# Training a new tokenizer from an old one

In [1]:
import os

# 设置代理
os.environ['http_proxy'] = 'http://127.0.0.1:7893'
os.environ['https_proxy'] = 'http://127.0.0.1:7893'
os.environ['HTTP_PROXY'] = 'http://127.0.0.1:7893'
os.environ['HTTPS_PROXY'] = 'http://127.0.0.1:7893'
os.environ['no_proxy'] = '127.0.0.1,localhost'
os.environ['NO_PROXY'] = '127.0.0.1,localhost'

In [2]:
from datasets import load_dataset

# 使用更新后的数据集名称格式
# The old "code_search_net" format is deprecated, use the new format
# raw_datasets = load_dataset("codeparrot/github-code", "python-all")

# 或者你也可以尝试这个替代方案（更小的数据集）:
raw_datasets = load_dataset("Nan-Do/code-search-net-python", split="train")

In [3]:
raw_datasets


Dataset({
    features: ['repo', 'path', 'func_name', 'original_string', 'language', 'code', 'code_tokens', 'docstring', 'docstring_tokens', 'sha', 'url', 'partition', 'summary'],
    num_rows: 455243
})

In [4]:
print(raw_datasets[123456]["code"])

def align_and_build_tree(seqs, moltype, best_tree=False, params=None):
    """Returns an alignment and a tree from Sequences object seqs.

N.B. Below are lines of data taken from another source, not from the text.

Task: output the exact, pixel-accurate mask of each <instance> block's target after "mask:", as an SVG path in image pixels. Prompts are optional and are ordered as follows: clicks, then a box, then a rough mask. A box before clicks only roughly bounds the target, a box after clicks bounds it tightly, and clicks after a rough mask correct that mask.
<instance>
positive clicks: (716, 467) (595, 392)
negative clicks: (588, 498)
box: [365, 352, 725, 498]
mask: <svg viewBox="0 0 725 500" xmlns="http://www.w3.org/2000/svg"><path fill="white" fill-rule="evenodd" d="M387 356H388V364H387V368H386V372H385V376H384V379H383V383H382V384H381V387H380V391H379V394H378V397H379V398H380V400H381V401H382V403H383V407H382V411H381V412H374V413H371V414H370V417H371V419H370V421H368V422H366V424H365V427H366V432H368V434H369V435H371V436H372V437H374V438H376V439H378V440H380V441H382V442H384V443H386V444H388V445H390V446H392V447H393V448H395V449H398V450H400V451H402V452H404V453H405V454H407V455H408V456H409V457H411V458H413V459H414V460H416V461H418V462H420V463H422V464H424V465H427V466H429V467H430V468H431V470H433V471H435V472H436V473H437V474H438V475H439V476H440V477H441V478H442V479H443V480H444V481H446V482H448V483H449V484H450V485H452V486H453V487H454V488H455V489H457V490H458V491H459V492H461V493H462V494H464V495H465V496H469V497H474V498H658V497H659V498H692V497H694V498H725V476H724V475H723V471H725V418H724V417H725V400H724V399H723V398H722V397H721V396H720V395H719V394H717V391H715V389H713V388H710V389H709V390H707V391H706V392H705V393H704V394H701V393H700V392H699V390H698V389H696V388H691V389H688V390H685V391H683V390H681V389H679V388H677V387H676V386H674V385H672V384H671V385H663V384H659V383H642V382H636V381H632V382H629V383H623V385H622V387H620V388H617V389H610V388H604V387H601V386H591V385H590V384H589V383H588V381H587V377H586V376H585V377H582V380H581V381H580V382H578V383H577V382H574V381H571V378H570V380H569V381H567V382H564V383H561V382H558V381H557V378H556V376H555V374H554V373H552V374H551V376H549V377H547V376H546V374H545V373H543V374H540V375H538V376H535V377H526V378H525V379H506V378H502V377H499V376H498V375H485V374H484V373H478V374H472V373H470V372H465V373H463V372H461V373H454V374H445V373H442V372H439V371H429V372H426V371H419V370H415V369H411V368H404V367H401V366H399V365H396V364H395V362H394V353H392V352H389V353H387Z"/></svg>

    seqs: a cogent.core.alignment.SequenceCollection object, or data that can
    be used to build one.

    moltype: cogent.core.moltype.MolType object

    best_tree: if True (default:False), uses a slower but more accurate
    algorithm to build the tree.

    params: dict of parameters to pass in to the Muscle app controller.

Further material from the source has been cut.